Theorizing Bono

by Peter Spiro

Today’s WaPo has this lengthy feature on Bono and his humanitarian politicking. It’s a Style section piece, tending to puffery. But there’s some interesting information here which (even for those of us who mostly missed him as a musician) makes clear that he has to be taken seriously. Like the fact that he has 75 full-time staffers in his DC lobbying office.

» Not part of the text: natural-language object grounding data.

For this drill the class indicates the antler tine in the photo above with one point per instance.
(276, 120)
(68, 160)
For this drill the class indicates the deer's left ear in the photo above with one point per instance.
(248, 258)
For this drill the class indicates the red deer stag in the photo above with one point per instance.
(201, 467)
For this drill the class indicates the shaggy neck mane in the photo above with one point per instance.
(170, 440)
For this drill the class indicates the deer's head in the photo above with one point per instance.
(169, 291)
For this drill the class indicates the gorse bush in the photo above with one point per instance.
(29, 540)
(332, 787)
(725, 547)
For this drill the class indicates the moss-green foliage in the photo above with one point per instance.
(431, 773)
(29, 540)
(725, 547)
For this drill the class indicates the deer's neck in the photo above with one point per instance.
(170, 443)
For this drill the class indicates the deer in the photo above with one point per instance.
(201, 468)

So how to plug Bono into IR/IL paradigms? As Martha Finnemore and Kathyrn Sikkink describe in this article, “transnational norm entrepreneurs” are

extremely rational and, indeed, very sophisticated in their means-ends calculations about how to achieve their goals. They engage in something we would call “strategic social construction:” these actors are making detailed means-ends calculations to maximize their utilities, but the utilities they want to maximize involve changing the other players’ utility functions in ways that reflect the normative commitments of the norm entrepreneurs.

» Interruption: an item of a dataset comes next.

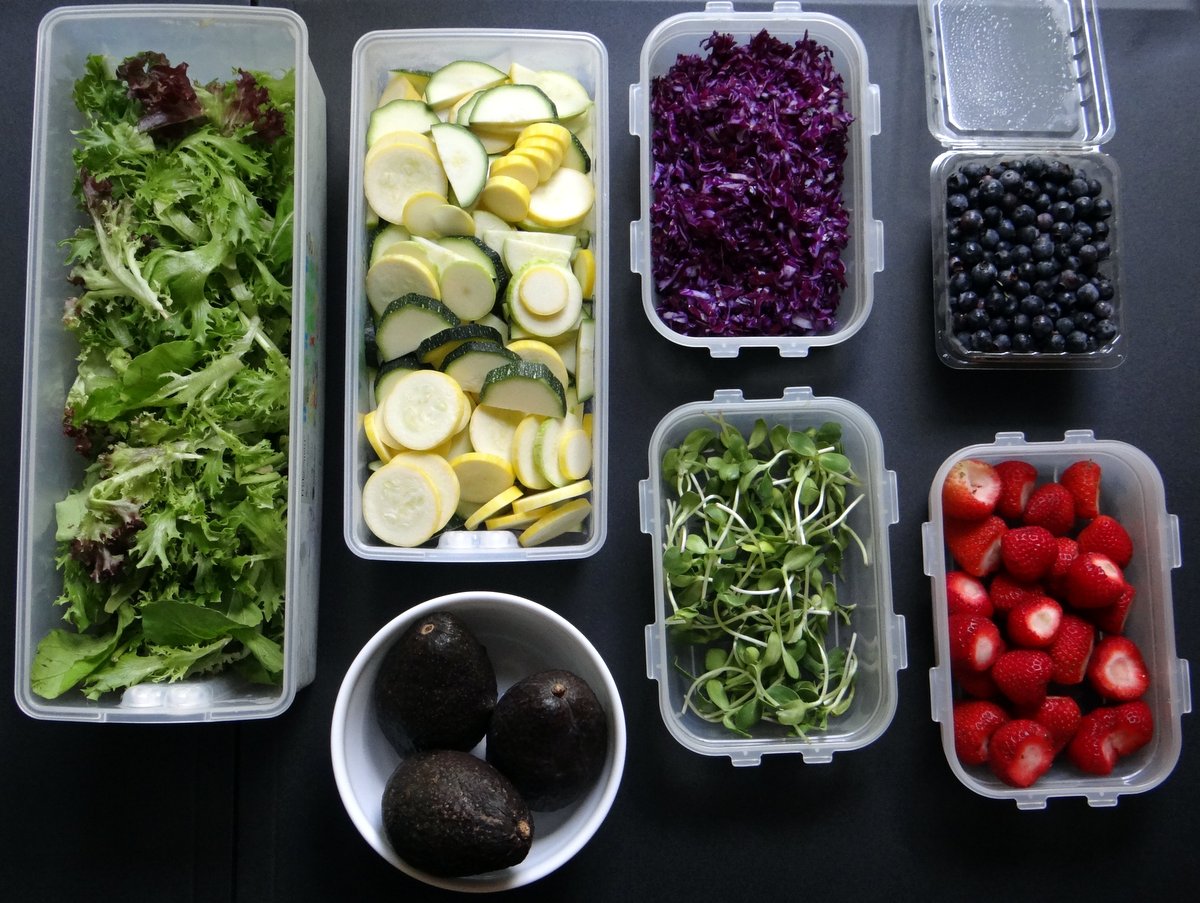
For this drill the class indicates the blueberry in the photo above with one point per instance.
(1077, 342)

Bono seems to fit the bill. Unlike NGOs, he doesn’t seem to use shaming as a tool, nor does he seem deploy voting constituencies or campaign contributions. (As a non-citizen, non-permanent resident, Bono isn’t even allowed to give money to federal candidates.) Perhaps it’s a moral authority, like the Pope (though the Pope of course does have a clear political constituency). Is it that the average unglamourous legislator craves the attention of a rock star, and changes her “utility functions” accordingly? Something like the cocktail party theory of Justice Kennedy. In any case, the Bono phenomenon would seem to give the lie to insulated, two-level models of political process.